L’art de l’époque contemporaine se signale par la coexistence de tendances et de mouvements extrêmement variés et parfois contradictoires. Ce qu’on appelle la postmodernité et qu’on peut faire remonter aux années quatre-vingt a largement abandonné les programmes radicaux des avant-gardes et ses engagements existentiels et politiques (du Futurisme de Marinetti au Situationisme de Debord en passant par le Surréalisme ou Fluxus). Le rapprochement de l’art et de la culture populaire prend aujourd’hui des formes contrastées : depuis Jeff Koons, héritier du Pop art, qui fait entrer le kitsch au musée, à la montée en puissance de l’art de masse mondialisé permis par les nouvelles techniques de communication. Certains, dans la lignée de Debord, d’Allan Kaprow ou de Fluxus, poursuivent la critique d’un art autonome et plaident pour une réconciliation de l’art et de la vie.

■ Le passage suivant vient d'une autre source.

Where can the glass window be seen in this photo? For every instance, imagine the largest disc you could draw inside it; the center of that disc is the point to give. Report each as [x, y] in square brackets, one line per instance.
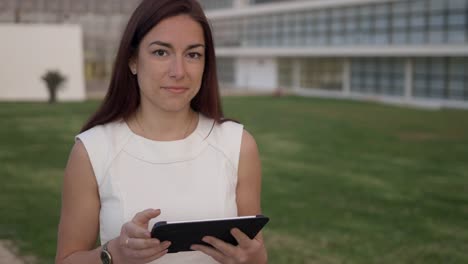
[436, 36]
[437, 20]
[437, 5]
[457, 4]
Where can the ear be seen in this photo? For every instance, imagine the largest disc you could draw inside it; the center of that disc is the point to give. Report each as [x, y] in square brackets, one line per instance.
[132, 64]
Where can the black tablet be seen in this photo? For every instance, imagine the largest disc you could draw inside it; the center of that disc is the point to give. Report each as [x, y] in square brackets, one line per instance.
[183, 234]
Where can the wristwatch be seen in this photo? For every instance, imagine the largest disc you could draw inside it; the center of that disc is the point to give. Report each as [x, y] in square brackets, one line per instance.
[106, 257]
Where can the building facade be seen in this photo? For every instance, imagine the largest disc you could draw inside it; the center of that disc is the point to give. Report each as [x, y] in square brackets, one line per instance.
[402, 51]
[102, 24]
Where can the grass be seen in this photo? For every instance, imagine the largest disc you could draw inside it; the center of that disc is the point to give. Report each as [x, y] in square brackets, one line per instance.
[343, 182]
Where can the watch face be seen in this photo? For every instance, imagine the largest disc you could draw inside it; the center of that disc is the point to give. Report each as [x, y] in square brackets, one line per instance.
[105, 257]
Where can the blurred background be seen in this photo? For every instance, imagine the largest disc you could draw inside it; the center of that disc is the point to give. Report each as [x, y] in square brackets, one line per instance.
[358, 108]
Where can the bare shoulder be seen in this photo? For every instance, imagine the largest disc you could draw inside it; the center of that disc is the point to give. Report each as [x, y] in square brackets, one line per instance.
[248, 145]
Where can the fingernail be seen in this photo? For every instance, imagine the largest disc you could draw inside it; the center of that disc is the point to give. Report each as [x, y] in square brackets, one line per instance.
[166, 243]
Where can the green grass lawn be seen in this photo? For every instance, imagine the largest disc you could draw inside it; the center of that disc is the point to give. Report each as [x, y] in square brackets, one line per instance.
[343, 182]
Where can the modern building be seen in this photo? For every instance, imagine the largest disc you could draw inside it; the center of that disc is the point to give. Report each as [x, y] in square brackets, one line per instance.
[401, 51]
[102, 23]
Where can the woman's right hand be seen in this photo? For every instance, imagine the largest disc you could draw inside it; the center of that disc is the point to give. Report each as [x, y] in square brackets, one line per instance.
[135, 245]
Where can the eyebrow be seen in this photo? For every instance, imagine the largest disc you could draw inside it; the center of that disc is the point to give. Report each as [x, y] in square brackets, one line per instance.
[168, 45]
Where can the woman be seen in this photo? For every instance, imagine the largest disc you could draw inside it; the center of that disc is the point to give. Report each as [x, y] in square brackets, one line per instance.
[159, 149]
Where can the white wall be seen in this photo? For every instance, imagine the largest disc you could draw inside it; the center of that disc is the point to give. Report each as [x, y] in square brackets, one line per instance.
[259, 74]
[27, 52]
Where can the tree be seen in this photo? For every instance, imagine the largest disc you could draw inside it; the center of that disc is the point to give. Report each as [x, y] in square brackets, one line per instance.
[54, 81]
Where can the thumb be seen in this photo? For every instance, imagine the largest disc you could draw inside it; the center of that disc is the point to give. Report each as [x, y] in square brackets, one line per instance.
[142, 218]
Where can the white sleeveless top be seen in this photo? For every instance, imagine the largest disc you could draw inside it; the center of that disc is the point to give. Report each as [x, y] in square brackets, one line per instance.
[188, 179]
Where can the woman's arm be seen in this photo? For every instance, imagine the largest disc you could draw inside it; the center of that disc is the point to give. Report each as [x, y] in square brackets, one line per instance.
[79, 221]
[79, 218]
[249, 181]
[248, 203]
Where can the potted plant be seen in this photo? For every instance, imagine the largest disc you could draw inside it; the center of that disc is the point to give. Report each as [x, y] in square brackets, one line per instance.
[54, 81]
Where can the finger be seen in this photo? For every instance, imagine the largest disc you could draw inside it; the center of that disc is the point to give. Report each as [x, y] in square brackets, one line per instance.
[132, 230]
[148, 252]
[142, 218]
[141, 243]
[243, 240]
[225, 248]
[218, 256]
[154, 257]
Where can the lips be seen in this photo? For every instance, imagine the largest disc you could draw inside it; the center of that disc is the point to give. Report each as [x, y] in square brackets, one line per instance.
[175, 89]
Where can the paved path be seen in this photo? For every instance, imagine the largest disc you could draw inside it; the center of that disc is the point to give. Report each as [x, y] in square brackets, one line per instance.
[6, 256]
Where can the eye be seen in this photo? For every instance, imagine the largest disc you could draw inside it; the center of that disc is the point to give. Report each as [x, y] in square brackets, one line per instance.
[160, 53]
[194, 55]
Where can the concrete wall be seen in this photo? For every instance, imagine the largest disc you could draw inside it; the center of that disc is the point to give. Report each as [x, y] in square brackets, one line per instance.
[259, 73]
[28, 51]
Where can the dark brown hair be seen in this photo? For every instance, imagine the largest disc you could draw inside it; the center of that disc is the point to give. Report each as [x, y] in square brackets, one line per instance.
[123, 96]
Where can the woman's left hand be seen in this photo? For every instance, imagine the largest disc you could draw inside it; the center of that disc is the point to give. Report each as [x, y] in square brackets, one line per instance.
[248, 251]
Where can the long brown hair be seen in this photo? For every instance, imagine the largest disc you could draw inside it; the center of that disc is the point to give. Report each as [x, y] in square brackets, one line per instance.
[123, 96]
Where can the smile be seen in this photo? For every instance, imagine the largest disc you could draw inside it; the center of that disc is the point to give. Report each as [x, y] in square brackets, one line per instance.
[175, 89]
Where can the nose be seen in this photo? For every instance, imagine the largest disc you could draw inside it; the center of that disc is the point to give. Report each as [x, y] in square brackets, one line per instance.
[177, 68]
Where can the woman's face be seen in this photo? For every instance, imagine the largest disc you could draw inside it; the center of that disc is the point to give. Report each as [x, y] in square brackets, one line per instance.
[170, 63]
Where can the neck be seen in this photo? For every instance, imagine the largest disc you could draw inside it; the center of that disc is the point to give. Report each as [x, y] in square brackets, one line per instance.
[165, 126]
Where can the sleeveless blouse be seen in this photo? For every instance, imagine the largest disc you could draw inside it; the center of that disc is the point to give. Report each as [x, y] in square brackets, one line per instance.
[189, 179]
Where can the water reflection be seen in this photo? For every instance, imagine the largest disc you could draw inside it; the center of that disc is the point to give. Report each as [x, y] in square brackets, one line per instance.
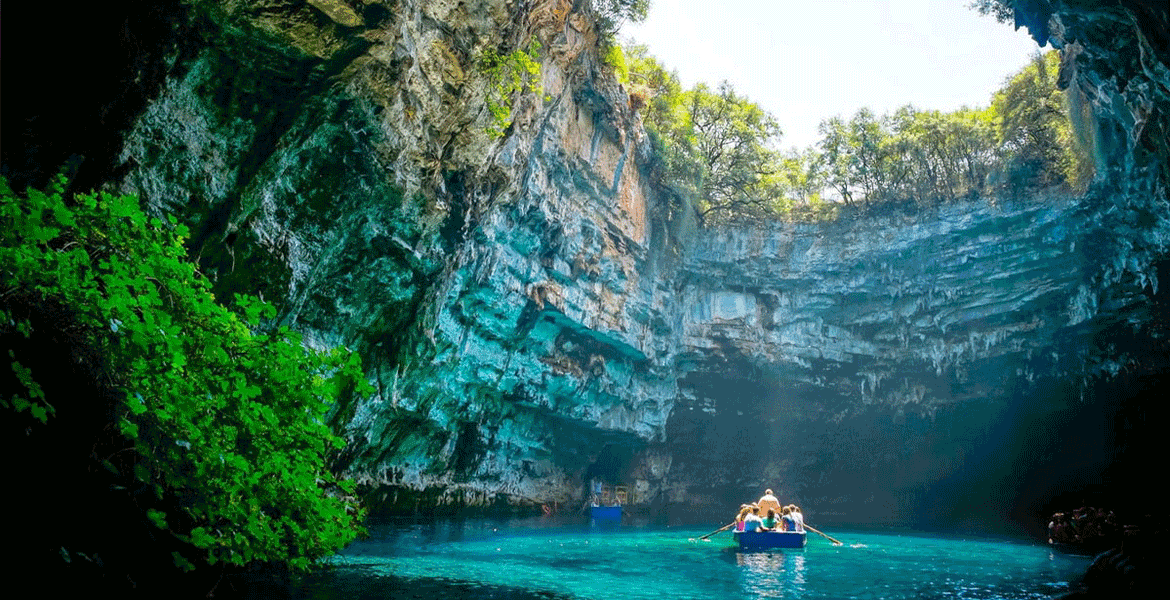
[772, 574]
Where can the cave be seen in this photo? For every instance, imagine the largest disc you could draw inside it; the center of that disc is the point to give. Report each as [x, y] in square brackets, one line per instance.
[536, 310]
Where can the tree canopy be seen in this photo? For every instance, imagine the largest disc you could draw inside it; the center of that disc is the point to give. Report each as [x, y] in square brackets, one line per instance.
[720, 150]
[198, 422]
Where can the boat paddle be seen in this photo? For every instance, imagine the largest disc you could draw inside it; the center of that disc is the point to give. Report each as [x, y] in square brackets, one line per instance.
[724, 528]
[837, 543]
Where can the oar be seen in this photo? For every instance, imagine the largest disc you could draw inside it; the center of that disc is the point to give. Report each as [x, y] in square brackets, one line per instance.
[724, 528]
[826, 537]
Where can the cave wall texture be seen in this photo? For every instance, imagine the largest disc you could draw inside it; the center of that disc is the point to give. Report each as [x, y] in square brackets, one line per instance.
[534, 309]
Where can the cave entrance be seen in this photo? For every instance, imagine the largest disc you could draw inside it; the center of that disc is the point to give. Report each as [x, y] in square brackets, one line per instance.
[611, 466]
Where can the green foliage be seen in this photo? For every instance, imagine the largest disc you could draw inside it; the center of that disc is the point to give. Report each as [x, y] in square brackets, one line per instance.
[509, 74]
[610, 15]
[1036, 131]
[1002, 11]
[616, 59]
[227, 423]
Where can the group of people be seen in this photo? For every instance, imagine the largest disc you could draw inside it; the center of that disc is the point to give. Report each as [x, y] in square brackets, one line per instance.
[768, 515]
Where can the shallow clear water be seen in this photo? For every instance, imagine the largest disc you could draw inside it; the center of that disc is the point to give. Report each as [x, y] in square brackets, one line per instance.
[538, 558]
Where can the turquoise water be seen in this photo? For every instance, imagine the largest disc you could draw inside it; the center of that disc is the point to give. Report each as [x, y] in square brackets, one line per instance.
[562, 560]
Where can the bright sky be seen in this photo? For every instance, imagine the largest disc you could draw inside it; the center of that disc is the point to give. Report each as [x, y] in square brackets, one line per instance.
[809, 60]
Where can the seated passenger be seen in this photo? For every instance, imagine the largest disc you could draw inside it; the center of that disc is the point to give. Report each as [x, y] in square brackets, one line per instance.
[797, 517]
[786, 522]
[770, 521]
[768, 502]
[752, 522]
[744, 510]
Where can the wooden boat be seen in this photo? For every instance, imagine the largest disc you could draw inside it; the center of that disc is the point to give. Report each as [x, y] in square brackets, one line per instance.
[770, 539]
[605, 512]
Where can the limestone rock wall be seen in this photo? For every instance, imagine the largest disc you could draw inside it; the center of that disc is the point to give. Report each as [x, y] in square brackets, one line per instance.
[531, 316]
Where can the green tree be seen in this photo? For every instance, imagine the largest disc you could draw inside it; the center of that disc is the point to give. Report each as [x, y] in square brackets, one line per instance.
[1034, 130]
[612, 13]
[217, 434]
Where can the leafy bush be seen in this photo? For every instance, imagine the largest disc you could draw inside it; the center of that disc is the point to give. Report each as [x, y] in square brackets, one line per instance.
[509, 74]
[226, 425]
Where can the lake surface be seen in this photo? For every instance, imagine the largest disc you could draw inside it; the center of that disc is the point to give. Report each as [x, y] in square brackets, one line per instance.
[568, 560]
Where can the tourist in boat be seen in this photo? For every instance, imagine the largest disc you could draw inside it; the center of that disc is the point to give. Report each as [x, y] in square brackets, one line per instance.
[797, 518]
[744, 510]
[768, 502]
[752, 522]
[786, 522]
[770, 522]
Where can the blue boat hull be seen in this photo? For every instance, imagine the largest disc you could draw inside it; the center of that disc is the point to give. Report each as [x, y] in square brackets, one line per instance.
[605, 512]
[770, 539]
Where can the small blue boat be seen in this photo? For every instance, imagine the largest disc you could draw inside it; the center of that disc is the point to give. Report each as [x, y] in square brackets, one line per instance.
[605, 512]
[770, 539]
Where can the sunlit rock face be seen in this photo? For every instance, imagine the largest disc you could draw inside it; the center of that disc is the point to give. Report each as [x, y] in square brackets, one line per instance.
[532, 310]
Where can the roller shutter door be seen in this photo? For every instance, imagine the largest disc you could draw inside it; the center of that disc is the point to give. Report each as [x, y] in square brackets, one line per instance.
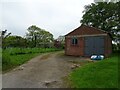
[94, 45]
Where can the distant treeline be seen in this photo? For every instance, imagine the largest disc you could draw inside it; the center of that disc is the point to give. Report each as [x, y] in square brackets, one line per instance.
[35, 37]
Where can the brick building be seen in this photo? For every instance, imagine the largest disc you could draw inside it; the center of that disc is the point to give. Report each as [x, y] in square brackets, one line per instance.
[87, 41]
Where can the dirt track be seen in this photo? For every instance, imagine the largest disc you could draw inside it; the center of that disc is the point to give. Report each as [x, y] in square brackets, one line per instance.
[44, 71]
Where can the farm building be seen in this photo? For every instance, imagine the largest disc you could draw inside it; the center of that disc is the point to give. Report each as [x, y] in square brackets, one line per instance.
[87, 41]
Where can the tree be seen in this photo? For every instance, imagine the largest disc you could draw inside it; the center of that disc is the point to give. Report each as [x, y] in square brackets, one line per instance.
[15, 41]
[38, 37]
[3, 36]
[103, 15]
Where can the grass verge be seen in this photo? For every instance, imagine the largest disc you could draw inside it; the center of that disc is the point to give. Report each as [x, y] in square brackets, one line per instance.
[102, 74]
[13, 57]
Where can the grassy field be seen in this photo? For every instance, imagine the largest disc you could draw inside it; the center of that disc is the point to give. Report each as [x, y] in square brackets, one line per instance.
[101, 74]
[13, 57]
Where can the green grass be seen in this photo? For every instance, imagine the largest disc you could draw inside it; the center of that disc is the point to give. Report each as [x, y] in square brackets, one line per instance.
[13, 57]
[102, 74]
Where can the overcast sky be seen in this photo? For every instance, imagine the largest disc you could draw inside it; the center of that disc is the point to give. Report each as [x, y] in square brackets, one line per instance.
[59, 17]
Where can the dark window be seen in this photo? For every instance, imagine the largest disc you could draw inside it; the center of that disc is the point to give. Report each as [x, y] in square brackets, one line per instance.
[74, 41]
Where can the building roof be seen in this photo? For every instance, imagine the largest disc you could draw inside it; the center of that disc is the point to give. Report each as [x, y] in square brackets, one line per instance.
[86, 30]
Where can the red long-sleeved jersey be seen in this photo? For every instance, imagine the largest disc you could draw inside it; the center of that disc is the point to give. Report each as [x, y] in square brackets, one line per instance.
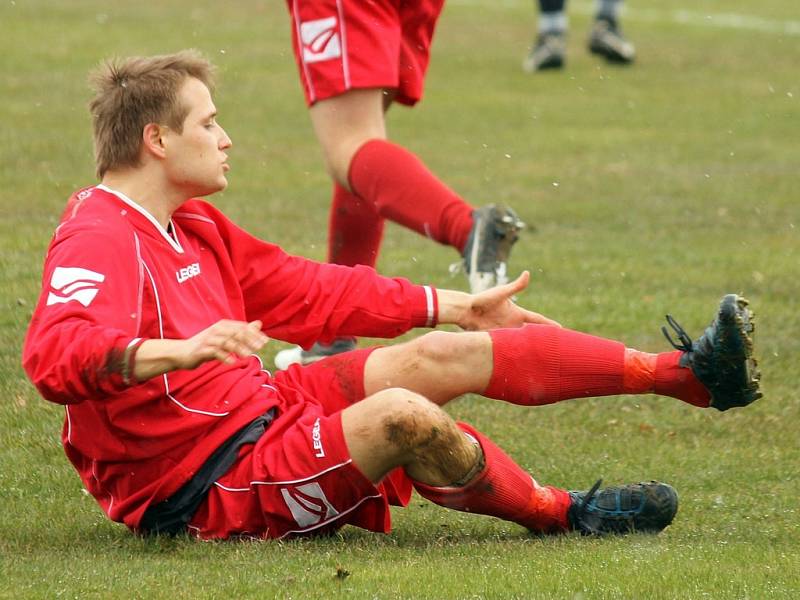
[113, 275]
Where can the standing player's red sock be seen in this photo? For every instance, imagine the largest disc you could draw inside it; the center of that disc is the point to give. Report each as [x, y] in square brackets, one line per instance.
[406, 192]
[542, 364]
[502, 489]
[355, 230]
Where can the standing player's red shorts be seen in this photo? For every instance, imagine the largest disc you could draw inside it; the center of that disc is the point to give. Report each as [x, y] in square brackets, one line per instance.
[342, 45]
[298, 478]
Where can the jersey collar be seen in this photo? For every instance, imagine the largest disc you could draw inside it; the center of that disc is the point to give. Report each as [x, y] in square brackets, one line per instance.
[172, 240]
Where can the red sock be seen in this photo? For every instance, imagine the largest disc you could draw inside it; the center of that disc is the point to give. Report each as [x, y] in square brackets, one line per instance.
[403, 190]
[542, 364]
[505, 491]
[355, 230]
[679, 382]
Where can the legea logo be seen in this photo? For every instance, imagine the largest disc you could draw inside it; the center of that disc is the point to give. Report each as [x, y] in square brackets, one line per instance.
[320, 40]
[308, 504]
[73, 283]
[193, 270]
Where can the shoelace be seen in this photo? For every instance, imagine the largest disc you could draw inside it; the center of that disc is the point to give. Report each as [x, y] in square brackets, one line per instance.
[584, 505]
[685, 341]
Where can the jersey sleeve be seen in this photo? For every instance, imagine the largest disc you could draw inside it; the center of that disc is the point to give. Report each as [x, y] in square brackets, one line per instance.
[303, 301]
[85, 318]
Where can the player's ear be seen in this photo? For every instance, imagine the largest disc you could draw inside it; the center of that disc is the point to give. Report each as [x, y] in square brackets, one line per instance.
[153, 139]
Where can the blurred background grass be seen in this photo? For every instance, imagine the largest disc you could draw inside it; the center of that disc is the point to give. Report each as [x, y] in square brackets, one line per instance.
[649, 190]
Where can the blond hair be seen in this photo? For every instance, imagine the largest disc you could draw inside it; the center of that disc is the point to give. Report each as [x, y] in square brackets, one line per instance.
[132, 92]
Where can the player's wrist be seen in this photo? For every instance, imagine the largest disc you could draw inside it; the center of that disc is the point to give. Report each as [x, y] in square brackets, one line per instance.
[454, 307]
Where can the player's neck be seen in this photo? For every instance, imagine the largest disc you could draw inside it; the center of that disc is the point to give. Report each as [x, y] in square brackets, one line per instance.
[147, 191]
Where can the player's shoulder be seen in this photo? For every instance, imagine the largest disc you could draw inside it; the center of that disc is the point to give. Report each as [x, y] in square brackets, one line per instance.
[93, 214]
[198, 210]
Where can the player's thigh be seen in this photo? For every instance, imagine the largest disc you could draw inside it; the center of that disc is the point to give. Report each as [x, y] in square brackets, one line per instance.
[298, 479]
[341, 45]
[418, 20]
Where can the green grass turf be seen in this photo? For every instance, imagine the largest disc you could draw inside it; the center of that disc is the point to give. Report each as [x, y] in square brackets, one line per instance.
[651, 189]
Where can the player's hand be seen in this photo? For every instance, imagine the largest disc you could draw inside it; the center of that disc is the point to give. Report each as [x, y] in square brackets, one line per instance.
[495, 308]
[225, 340]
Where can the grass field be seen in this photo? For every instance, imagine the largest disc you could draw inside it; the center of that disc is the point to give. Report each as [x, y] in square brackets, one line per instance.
[652, 189]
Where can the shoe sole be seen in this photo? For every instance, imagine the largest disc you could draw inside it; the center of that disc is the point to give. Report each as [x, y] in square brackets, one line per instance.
[505, 227]
[657, 510]
[735, 317]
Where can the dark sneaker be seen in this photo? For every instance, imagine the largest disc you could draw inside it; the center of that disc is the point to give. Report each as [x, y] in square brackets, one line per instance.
[607, 41]
[722, 358]
[297, 356]
[645, 507]
[495, 229]
[549, 52]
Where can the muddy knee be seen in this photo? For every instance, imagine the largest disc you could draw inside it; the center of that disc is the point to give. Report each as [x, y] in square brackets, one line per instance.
[413, 424]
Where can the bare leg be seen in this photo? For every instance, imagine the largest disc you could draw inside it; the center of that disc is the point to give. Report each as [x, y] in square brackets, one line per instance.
[342, 125]
[398, 428]
[452, 465]
[438, 365]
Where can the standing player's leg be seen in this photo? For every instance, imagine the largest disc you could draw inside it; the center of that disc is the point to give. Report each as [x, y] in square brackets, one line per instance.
[456, 466]
[606, 37]
[549, 50]
[540, 364]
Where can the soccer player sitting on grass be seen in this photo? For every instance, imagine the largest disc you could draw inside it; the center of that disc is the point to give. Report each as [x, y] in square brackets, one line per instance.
[153, 305]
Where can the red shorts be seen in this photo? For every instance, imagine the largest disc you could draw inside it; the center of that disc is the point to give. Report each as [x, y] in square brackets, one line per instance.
[298, 478]
[342, 45]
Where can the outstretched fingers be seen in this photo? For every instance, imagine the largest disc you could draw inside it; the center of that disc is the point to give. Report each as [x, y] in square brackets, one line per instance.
[228, 340]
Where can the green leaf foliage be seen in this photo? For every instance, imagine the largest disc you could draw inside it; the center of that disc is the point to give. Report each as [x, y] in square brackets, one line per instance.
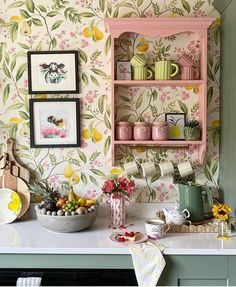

Mais d’autres se préoccupent de questions écologiques (Green art), sociétales, ou bien poursuivent leurs recherches dans la veine du formalisme moderniste. Autrement dit, il est bien difficile de retenir comme caractéristique de notre temps la réconciliation entre l’art et la culture populaire, voire entre l’art et le travail.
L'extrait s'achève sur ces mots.